The first Postgraduate Research Seminar of the year will be given by Iliona Outram-Khalili with her talk titled, ‘Unity within diversity: Masonry, method and analogy in the Byzantine Church of Hagia Sophia, Thessaloniki’ on Wednesday 22 January from 4 – 5pm in the Digital Crit Space.
This PhD thesis proposes that load-bearing masonry architecture contains analogies for timeless, metaphysical truths, experienced with all the senses. How can one prove this if the mason-builders of the great historical cathedrals, mosques, palace precincts, and temples never wrote it down? There aren’t any masons who wrote, “while I was setting up the central compass I was meditating on God as the unitary source of all being, and then I started to build the dome in a circle and I thought, yes, the circumference depends on the centre but the centre does not need the circumference!”. Therefore, how can one show that the poetics of building could be an initiation into a holistic, creative meditation, and a journey to mature consciousness?

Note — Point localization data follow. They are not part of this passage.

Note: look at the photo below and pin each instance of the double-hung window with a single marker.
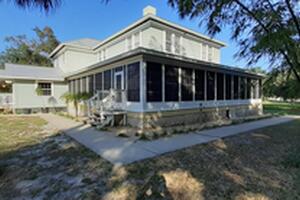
(45, 89)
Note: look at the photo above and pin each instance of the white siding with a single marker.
(25, 96)
(153, 39)
(191, 48)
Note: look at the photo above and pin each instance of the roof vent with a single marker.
(149, 10)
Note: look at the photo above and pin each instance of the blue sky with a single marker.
(78, 19)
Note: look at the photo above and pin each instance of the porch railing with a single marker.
(107, 101)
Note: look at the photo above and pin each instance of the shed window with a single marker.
(187, 84)
(228, 87)
(154, 82)
(45, 89)
(210, 85)
(199, 84)
(171, 83)
(107, 80)
(236, 87)
(220, 86)
(133, 84)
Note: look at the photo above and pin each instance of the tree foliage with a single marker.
(22, 50)
(262, 28)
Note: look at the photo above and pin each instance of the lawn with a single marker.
(262, 164)
(281, 108)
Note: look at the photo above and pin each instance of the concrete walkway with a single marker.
(119, 150)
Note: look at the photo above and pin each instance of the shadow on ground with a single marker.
(247, 166)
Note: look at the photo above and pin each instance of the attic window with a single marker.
(44, 89)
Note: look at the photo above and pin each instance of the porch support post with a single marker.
(143, 87)
(205, 85)
(163, 83)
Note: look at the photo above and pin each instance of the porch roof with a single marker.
(157, 56)
(30, 72)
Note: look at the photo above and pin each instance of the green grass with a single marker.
(17, 132)
(281, 108)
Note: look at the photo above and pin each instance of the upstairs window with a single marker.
(91, 84)
(44, 89)
(154, 82)
(199, 84)
(107, 80)
(210, 85)
(168, 41)
(186, 84)
(171, 83)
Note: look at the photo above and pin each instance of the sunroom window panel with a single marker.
(98, 81)
(154, 82)
(45, 89)
(133, 83)
(91, 84)
(220, 86)
(210, 85)
(236, 87)
(248, 88)
(83, 82)
(260, 88)
(186, 84)
(242, 88)
(171, 83)
(168, 41)
(107, 80)
(228, 87)
(78, 84)
(199, 84)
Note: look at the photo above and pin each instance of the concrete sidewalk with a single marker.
(119, 150)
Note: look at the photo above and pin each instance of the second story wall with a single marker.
(168, 40)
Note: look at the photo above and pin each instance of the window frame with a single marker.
(45, 89)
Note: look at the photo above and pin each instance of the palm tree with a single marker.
(45, 5)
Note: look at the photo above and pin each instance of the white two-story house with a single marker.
(154, 73)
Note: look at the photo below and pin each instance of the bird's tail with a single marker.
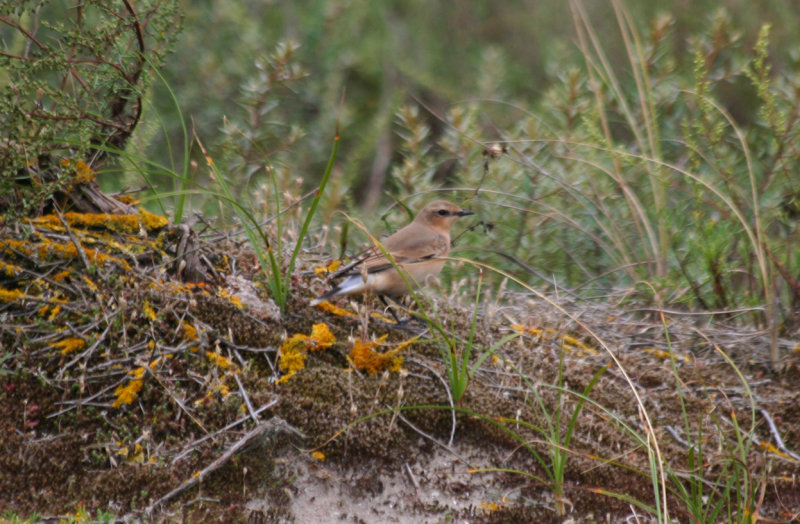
(352, 284)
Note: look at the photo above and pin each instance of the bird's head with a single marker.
(441, 215)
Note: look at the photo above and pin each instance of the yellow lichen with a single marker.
(10, 270)
(127, 393)
(335, 310)
(11, 295)
(292, 358)
(330, 268)
(119, 223)
(364, 357)
(148, 311)
(189, 331)
(230, 297)
(47, 248)
(69, 345)
(219, 360)
(321, 337)
(293, 351)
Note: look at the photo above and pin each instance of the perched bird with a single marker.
(419, 249)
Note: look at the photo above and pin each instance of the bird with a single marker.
(419, 249)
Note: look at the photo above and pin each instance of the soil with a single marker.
(212, 432)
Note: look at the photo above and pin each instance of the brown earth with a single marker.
(337, 444)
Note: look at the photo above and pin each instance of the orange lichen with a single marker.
(10, 270)
(330, 268)
(219, 360)
(568, 342)
(320, 338)
(230, 297)
(11, 295)
(364, 357)
(148, 311)
(335, 310)
(69, 345)
(119, 223)
(295, 349)
(189, 331)
(127, 393)
(48, 248)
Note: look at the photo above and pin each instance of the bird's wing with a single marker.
(407, 246)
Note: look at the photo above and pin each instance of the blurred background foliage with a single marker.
(581, 94)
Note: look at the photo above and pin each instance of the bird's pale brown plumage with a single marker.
(418, 249)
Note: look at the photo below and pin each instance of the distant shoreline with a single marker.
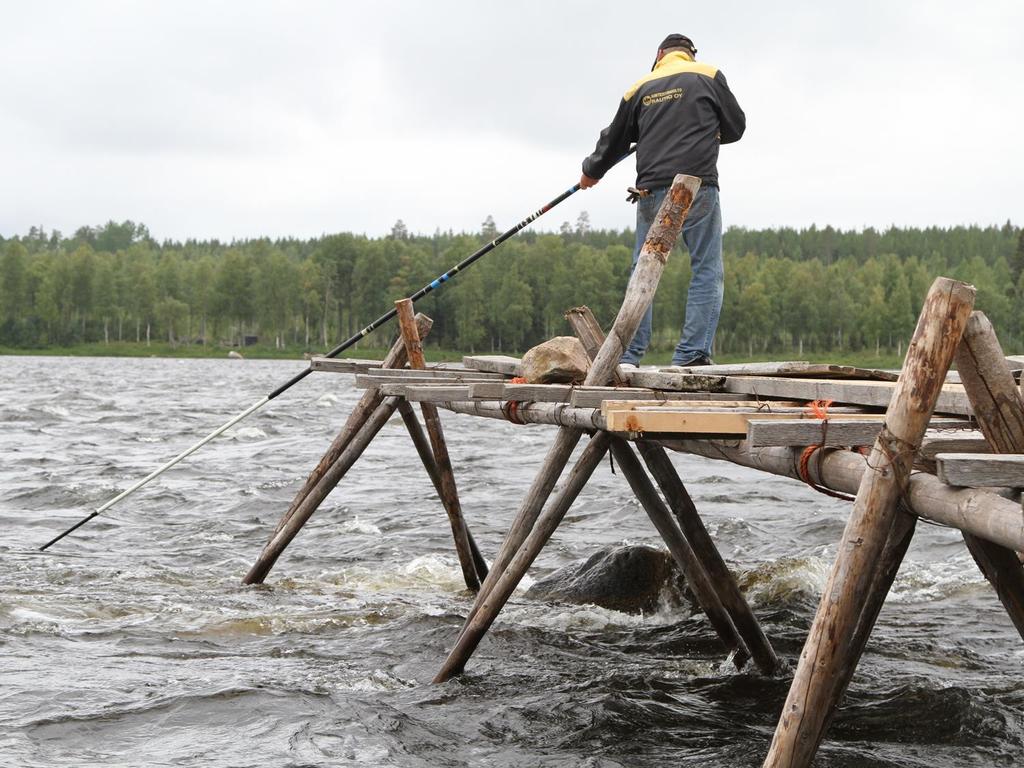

This thesis selects the typical 7-8th century Byzantine church of Hagia Sophia Thessaloniki, to compare the ritual actions and iconography with the masonry architecture; it is a unique example of this Byzantine dome-in-cross ‘typos’ because it has the core of its original mosaics, and in it the early liturgies are still celebrated. My research finds analogous themes in all three disciplines, enabling me to propose intention by the master masons to transmit such timeless and metaphysical truths through the architecture. This helps us to re-discover a language of architecture that guides humans to being in harmony natural environment, much needed at a time that humans are destroying the earth. The thesis also seeks to rediscover creative hands-on work as a healing for the individual and the community. It is to be hoped that the conclusions of this research are transferable to modern architecture and sustainable arts and technologies.